SL Agritech, the hybrid rice pioneer, does the outsourcing of rice seeds. Agumil and Kenram are into oil palm. Universal Leaf Philippines deals with small farmers in tobacco.
Many sectors strongly believe in the benefits of contract farming. A 2008 report of Asian Development Bank Institute by Sununtar Sethboonsarng listed these benefits: market access, increased farm incomes, reduced risk of price fluctuations, credit access, timely supply of inputs, reduced production risks for farmers, and introduction of higher value crops.
The same report cited some concerns: buyer’s monopoly power, shift of labor management to family farms, contract enforcement, bias of firms towards large farms, intensive management needs of growers, and increased risks for the firm.
In addition, pole vaulting, that is, selling by contract farmers to buyers offering higher prices, is a common problem in the Philippines.
Shankar Gopalakrishnan, an Indian political economist (circa 2010) holds negative views about contract farming.
He cited the dangers to small Indian farmers: companies change the standards of the agreement over the years, such as imposing stricter standards; delayed payment by companies; the company demands the use of certain brands of fertilizers; and the company will require the farmer to invest in new facilities, or require workers to work longer hours and at different times, and insist that the crop has to be delivered at a certain exact time.
Further, the company will also tend to ask for the farmers to process the crop, the costs to be borne by the farmer; the cost of supermarket discounts will be imposed on the farmers; farmer who defaults on those loans may be penalized in other ways, and companies may break the contract and fail to buy the crop entirely if it is not profitable for them.
In the Philippines, contract farming has been found to cause a demonstrable and sizable increase in profitability for the tobacco farmers (Roehl Briones, Philippine Institute for Development Studies, 2014).

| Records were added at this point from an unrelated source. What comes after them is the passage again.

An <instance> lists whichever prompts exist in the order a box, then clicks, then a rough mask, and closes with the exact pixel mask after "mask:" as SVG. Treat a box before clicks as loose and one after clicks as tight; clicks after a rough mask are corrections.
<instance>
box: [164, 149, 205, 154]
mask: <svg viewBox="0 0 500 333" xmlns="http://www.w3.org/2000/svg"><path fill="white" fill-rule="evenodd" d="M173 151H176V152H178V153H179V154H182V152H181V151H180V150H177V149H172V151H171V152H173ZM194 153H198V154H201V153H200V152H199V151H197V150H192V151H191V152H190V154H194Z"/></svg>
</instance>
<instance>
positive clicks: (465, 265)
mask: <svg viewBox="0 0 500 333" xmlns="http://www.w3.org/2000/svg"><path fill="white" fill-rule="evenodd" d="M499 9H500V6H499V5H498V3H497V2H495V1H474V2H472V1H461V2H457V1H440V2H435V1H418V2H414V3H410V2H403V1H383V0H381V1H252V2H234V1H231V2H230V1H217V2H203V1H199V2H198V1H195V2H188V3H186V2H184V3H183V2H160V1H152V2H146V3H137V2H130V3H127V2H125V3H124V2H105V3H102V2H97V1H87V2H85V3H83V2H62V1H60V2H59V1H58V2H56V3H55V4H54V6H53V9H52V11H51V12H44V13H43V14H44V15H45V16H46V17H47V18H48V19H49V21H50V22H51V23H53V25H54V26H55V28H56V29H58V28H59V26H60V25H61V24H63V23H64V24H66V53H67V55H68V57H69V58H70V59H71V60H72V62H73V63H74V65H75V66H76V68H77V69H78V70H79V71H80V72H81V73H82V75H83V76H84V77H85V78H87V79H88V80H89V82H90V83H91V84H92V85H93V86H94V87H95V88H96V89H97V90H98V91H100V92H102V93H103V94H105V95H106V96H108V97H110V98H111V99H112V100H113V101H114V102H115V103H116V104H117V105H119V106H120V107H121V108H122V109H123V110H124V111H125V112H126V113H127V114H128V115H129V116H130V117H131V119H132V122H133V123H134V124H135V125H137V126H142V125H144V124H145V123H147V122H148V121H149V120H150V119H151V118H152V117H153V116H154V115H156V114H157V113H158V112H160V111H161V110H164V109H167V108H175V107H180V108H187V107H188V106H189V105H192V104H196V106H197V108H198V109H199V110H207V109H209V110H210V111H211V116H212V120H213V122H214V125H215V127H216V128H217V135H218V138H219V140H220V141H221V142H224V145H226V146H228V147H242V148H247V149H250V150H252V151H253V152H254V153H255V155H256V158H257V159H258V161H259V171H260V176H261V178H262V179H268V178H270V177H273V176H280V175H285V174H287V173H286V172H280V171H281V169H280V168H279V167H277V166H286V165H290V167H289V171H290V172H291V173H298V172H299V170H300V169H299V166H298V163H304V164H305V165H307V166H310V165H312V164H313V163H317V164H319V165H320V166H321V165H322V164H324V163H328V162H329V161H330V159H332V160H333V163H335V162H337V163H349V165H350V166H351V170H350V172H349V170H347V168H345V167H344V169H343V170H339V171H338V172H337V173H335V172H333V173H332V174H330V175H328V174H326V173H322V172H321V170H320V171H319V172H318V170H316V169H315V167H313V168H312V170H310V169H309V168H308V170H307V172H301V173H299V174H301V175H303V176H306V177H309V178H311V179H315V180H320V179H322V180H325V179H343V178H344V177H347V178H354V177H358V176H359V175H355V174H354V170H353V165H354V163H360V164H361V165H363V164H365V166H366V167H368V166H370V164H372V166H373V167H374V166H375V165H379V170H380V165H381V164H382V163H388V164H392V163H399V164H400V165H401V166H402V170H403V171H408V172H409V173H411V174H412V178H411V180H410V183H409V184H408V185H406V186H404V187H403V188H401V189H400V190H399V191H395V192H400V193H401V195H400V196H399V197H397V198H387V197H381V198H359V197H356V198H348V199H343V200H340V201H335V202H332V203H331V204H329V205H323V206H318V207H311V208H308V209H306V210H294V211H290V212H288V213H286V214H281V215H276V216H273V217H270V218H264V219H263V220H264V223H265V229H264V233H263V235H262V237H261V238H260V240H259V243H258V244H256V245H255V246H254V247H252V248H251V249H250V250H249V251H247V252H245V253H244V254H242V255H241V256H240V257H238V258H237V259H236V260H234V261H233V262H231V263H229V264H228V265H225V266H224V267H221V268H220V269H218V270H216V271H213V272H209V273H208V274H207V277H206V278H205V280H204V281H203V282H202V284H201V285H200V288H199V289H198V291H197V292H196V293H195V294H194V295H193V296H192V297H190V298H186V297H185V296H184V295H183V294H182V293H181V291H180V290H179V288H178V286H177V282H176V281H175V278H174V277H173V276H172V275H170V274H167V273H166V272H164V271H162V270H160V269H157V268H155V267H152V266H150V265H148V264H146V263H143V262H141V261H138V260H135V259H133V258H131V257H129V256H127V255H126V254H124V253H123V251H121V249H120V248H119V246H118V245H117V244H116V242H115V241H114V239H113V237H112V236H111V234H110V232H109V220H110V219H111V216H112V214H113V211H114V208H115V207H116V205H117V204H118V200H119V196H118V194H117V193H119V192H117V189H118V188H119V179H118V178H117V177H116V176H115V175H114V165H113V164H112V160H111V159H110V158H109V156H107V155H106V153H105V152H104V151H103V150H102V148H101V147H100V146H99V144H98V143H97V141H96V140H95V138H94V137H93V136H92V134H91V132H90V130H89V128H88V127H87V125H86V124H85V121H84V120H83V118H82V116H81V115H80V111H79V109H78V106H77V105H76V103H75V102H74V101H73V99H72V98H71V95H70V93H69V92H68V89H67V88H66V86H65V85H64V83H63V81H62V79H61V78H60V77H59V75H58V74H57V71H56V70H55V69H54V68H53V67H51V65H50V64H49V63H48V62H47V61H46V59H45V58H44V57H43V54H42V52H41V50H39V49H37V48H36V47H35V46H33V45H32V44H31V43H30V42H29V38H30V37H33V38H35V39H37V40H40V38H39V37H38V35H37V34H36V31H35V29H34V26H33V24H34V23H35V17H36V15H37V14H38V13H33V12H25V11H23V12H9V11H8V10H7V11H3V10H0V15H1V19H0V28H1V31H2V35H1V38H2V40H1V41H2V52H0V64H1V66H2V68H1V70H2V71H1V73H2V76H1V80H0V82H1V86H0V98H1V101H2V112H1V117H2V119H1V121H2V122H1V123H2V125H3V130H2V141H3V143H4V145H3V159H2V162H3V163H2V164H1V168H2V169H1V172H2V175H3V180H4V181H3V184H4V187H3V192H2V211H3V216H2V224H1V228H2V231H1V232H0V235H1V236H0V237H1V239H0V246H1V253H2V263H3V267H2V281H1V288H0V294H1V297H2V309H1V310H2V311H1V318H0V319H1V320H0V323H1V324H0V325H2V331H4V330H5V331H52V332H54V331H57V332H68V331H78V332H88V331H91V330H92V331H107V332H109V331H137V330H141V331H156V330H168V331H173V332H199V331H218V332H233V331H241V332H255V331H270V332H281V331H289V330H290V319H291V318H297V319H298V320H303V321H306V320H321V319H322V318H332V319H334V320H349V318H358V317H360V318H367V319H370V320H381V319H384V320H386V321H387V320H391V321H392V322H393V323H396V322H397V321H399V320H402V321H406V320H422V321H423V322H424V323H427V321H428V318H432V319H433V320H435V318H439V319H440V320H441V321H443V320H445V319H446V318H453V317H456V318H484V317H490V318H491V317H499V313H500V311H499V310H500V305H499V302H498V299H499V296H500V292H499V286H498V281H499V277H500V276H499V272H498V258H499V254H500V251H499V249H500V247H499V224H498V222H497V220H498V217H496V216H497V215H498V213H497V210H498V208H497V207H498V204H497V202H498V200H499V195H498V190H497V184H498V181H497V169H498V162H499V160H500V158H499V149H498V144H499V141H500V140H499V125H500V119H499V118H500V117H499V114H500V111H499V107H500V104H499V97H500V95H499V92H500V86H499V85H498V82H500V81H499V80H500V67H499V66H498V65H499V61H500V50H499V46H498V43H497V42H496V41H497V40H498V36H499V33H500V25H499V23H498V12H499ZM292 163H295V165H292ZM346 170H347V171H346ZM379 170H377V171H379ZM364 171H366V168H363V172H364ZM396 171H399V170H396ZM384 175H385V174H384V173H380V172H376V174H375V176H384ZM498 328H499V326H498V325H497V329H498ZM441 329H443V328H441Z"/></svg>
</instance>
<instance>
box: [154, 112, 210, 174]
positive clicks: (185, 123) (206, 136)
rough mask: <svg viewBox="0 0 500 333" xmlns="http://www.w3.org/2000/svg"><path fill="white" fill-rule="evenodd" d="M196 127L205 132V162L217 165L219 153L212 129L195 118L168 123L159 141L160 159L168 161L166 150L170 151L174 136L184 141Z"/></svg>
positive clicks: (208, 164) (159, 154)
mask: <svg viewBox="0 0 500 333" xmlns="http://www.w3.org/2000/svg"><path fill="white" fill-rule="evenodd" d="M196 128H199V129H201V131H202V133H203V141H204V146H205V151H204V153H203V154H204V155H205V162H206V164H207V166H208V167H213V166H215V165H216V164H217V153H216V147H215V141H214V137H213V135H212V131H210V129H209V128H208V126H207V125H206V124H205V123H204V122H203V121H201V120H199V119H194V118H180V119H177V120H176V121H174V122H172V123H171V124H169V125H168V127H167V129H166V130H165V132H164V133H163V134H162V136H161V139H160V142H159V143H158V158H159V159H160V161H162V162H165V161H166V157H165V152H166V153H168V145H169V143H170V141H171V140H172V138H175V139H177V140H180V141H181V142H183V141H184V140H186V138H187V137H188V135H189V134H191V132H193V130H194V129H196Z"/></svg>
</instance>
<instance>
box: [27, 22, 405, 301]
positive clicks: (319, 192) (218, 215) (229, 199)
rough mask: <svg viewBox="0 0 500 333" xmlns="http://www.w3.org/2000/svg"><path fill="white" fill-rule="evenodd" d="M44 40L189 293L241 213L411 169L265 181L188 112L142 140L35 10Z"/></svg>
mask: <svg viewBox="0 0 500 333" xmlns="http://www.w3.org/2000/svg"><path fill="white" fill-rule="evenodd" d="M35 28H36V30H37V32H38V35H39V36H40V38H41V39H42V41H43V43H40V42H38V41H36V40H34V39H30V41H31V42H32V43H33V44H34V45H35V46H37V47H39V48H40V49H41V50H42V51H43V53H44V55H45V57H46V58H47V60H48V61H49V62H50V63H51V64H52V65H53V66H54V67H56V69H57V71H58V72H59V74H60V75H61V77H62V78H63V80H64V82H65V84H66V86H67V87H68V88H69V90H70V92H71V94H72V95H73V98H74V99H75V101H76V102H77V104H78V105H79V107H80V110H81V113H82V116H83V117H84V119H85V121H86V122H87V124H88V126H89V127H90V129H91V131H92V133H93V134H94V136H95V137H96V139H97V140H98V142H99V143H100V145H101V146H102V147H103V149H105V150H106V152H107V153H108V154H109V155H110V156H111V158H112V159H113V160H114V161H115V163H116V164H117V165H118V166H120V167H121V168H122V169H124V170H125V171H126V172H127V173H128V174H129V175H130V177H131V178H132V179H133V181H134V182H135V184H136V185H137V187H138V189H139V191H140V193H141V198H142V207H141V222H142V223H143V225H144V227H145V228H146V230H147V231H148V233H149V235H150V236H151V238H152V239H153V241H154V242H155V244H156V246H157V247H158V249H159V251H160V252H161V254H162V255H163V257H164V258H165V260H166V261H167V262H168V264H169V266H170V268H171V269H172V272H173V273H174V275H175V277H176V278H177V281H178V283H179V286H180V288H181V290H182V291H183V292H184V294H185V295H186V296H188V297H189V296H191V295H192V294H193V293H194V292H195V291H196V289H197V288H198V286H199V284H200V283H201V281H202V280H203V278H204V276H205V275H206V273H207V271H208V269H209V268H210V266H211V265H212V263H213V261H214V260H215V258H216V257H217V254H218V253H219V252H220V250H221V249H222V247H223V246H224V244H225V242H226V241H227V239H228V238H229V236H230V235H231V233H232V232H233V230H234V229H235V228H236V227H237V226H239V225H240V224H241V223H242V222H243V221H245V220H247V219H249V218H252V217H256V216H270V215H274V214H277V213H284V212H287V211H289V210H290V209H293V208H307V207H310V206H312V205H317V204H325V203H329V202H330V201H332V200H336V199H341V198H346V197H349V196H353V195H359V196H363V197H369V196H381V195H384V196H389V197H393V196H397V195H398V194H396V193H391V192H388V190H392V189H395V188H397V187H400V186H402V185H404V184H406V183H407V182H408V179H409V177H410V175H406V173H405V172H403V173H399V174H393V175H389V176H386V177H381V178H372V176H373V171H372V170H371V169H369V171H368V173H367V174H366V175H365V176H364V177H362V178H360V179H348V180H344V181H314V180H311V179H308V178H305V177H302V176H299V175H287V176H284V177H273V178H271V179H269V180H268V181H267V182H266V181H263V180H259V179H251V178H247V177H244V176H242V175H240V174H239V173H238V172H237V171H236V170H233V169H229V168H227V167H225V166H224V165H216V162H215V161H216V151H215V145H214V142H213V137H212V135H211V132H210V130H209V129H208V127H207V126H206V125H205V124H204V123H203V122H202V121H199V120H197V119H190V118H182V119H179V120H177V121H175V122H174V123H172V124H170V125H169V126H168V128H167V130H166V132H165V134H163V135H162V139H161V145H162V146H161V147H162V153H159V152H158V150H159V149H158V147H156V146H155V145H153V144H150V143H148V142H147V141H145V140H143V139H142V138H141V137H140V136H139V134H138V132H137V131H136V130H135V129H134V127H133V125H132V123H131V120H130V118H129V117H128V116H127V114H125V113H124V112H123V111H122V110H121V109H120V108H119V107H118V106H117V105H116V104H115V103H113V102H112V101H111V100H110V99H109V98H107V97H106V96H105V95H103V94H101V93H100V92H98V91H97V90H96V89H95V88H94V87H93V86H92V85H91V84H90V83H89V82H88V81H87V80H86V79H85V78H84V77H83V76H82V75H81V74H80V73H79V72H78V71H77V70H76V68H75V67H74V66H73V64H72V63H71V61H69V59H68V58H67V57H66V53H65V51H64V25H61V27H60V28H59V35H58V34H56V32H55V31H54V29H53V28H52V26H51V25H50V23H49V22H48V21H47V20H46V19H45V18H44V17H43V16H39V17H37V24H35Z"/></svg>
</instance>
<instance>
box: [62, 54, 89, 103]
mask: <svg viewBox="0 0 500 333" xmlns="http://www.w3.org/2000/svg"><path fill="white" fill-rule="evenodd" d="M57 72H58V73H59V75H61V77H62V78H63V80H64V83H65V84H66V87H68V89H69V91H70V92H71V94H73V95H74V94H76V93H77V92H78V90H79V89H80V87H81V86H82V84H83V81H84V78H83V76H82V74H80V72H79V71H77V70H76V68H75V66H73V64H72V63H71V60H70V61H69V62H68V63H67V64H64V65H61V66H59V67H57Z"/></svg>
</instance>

Briones found that contract farming favored smaller farmers, which is contrary to previous findings.
The rigorous study contributes further evidence to confirm that supply/value chains linking agribusiness with small farmers through contract schemes are a viable model of inclusive rural growth, value addition, and economic diversification.

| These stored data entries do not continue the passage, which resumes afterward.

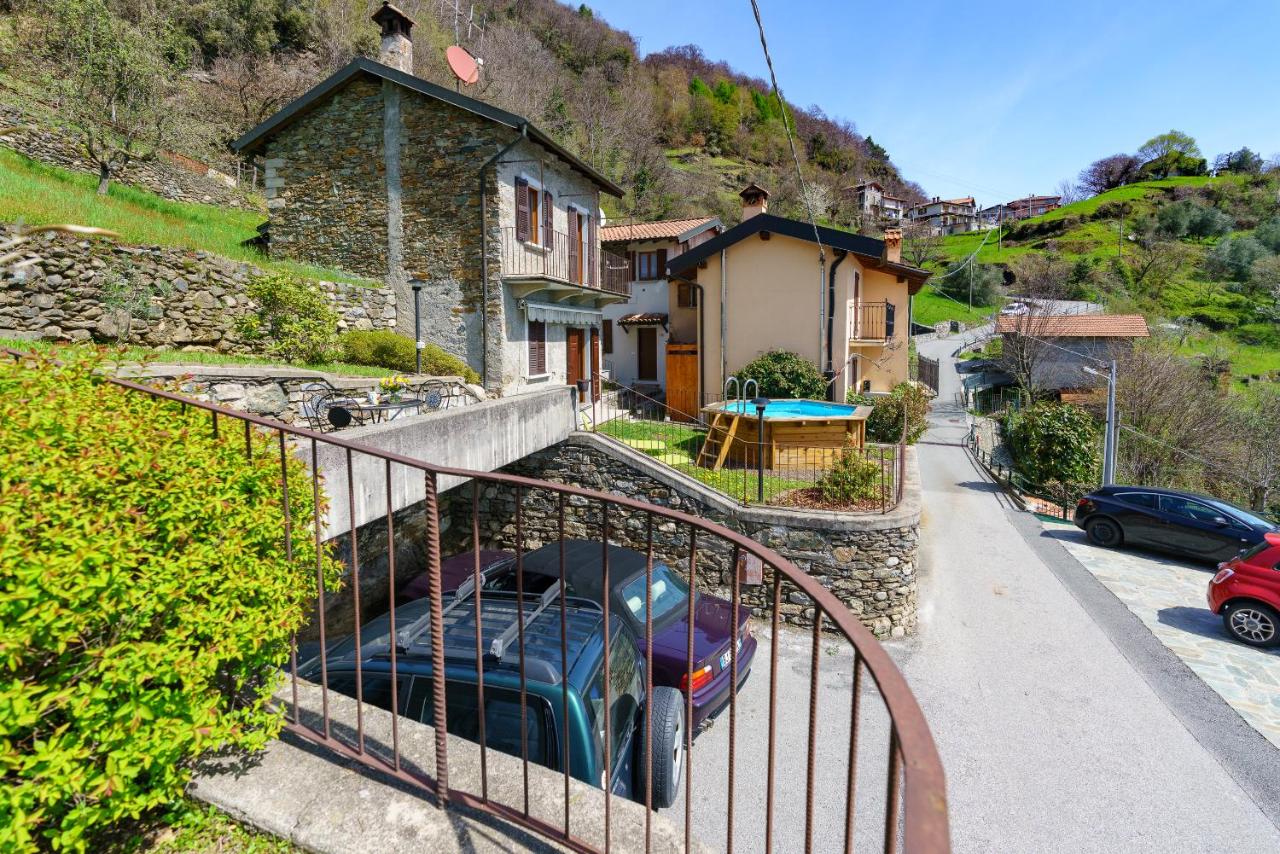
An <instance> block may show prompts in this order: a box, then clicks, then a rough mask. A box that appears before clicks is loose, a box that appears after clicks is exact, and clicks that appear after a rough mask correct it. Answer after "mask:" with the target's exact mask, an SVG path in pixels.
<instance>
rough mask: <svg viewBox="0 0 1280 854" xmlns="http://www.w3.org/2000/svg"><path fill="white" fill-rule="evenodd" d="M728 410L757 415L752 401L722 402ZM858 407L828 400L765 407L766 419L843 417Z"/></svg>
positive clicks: (817, 418)
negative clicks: (832, 401) (751, 401)
mask: <svg viewBox="0 0 1280 854" xmlns="http://www.w3.org/2000/svg"><path fill="white" fill-rule="evenodd" d="M719 408H722V410H724V411H726V412H739V414H741V415H751V416H754V415H755V406H754V405H753V403H751V402H750V401H733V402H730V403H721V405H719ZM855 408H856V407H854V406H851V405H847V403H827V402H826V401H769V405H768V406H767V407H765V408H764V417H765V419H841V417H849V416H850V415H852V414H854V410H855Z"/></svg>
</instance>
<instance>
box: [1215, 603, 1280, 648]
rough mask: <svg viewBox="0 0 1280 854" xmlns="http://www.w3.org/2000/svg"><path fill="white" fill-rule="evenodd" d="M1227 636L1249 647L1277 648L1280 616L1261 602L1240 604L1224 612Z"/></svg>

However, transport cost and inadequate physical accessibility tends to undermine profitability as well as the likelihood of contract participation.

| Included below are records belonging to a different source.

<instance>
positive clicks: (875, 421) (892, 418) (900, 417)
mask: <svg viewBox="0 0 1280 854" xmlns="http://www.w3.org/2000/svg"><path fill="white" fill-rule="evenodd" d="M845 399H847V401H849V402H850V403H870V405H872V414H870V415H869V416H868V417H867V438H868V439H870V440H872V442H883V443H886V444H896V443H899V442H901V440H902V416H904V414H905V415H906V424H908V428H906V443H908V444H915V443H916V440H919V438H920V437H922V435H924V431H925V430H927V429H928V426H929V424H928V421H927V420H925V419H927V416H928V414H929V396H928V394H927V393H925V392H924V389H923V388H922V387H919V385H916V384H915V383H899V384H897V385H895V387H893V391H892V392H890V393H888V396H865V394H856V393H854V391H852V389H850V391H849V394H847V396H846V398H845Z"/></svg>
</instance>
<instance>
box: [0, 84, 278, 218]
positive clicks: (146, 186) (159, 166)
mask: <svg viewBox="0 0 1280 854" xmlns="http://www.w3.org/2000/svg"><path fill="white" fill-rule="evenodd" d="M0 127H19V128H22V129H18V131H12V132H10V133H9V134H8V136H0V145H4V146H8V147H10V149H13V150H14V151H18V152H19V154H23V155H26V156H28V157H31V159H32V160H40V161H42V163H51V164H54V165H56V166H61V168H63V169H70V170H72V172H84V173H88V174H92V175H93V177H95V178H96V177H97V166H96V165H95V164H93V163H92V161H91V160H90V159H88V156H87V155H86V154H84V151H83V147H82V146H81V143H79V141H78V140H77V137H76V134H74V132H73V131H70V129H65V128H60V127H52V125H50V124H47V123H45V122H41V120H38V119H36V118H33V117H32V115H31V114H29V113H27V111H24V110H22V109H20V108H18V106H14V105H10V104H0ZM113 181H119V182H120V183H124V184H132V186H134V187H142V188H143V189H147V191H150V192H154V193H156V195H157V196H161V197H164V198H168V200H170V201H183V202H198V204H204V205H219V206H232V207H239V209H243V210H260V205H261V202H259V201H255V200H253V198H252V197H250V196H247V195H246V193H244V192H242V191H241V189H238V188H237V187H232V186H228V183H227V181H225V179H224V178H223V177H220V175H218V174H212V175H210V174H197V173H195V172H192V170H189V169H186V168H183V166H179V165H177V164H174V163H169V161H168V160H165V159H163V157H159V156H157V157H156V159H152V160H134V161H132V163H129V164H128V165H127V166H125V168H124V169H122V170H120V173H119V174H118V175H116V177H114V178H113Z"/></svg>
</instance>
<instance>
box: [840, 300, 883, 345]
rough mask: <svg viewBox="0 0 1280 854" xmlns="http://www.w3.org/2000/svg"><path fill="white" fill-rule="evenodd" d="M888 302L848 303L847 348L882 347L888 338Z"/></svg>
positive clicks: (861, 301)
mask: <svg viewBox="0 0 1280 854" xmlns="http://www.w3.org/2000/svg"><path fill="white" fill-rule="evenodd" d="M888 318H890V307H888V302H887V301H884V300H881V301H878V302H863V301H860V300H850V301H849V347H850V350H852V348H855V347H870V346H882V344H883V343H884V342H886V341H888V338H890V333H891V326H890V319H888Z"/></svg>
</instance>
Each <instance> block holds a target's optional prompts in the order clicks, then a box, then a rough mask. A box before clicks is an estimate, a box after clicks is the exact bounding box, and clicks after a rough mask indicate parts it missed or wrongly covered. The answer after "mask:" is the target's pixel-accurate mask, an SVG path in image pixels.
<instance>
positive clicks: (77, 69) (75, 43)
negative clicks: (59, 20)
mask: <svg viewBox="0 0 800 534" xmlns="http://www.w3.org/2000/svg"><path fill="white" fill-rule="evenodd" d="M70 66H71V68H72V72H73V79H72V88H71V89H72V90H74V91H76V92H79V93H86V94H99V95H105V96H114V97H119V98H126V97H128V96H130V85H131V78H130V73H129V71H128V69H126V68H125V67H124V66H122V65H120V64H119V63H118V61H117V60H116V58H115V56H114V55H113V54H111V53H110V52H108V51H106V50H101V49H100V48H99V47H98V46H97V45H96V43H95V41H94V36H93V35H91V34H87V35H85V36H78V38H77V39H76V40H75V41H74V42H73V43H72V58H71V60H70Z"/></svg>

Overall, contract farming is a good business model, especially in the Philippines. The model integrates market access, technical assistance, and financing support.
Long-term expansion has been noted in contract grown crops — both export (banana, pineapple, okra) and domestic (chicken, hogs, vegetable seeds and oil palm).
In the areas studied by Briones, a great majority of tobacco farmers have already switched to contract farming. There were output and profitability increases, but these were mostly for medium to large farmers.
The trailblazing study by Briones further showed that contract farming can also benefit small farmers, just like in tobacco.
In the end, contract farming could be a viable model for inclusive rural growth. It is not the single “silver bullet,” but an important one. The pre-requisites are good infrastructure (i.e., roads, water supply), contractual commitments by engaged parties and conducive business climate.
Rolando D. Ty is the Vice Chair of the MAP AgriBusiness and Countryside Development Committee, and the Executive Director of the Center for Food and AgriBusiness of the University of Asia & the Pacific.